PKCE

Why PKCE matters and how LoginWith handles it for you.

PKCE (Proof Key for Code Exchange) is an OAuth 2.0 extension that protects against authorization code interception. It’s mandatory for public clients (SPAs, mobile apps) and recommended for confidential ones.

Why it exists

Without PKCE, an attacker who intercepts the authorization code in the redirect (say, via a malicious app registered for the same URL scheme, or a network MITM on an imperfectly-HTTPS’d flow) can exchange it for a token — no client secret required for public clients.
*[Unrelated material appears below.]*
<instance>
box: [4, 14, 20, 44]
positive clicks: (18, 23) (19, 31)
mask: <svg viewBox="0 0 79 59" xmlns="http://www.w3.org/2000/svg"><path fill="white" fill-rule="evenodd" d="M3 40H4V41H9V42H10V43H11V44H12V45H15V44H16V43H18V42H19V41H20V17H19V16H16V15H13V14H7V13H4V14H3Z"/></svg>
PKCE binds the code exchange to a secret that only the original requester holds.

The dance

  1. Before redirecting to the auth server, the client generates a random code_verifier (43–128 chars of base64url).
  2. It computes code_challenge = base64url(sha256(code_verifier)) and stashes the verifier somewhere it can retrieve later.
  3. The redirect includes code_challenge and code_challenge_method=S256.
  4. The auth server remembers the challenge keyed by the issued authorization_code.
  5. When the client exchanges the code for a token, it must also send the code_verifier. The auth server SHA-256s it and compares against the stored challenge. Match → token. Mismatch → rejection.

What LoginWith handles

The SDK does all of this:

  • Generates the verifier (cryptographically random, 43 chars of base64url).
  • Stores it — in localStorage for SPAs, in a signed httpOnly cookie for the server-assisted SSR path.
  • Computes the challenge and bakes it into the authorize URL.
  • On the callback, retrieves the verifier and includes it in the token exchange.

You never have to touch any of it. The manual section on the landing page walks through what the SDK replaces for you — it’s ~10 steps of bash + openssl.

Storage trade-offs

Your options:

  • localStorage (SPA default): simple, industry norm (Auth0, Okta, MSAL all do this). Accepts XSS as game-over.
  • httpOnly cookie (SSR): verifier lives server-side, never touches client JS. Requires a server endpoint you control.
  • Session storage: scoped to the tab. Same XSS exposure as localStorage but shorter-lived.

For real XSS resistance, your mitigations are strict CSP + output encoding + no untrusted scripts — not storage choice. See the SDK pages for how to pick.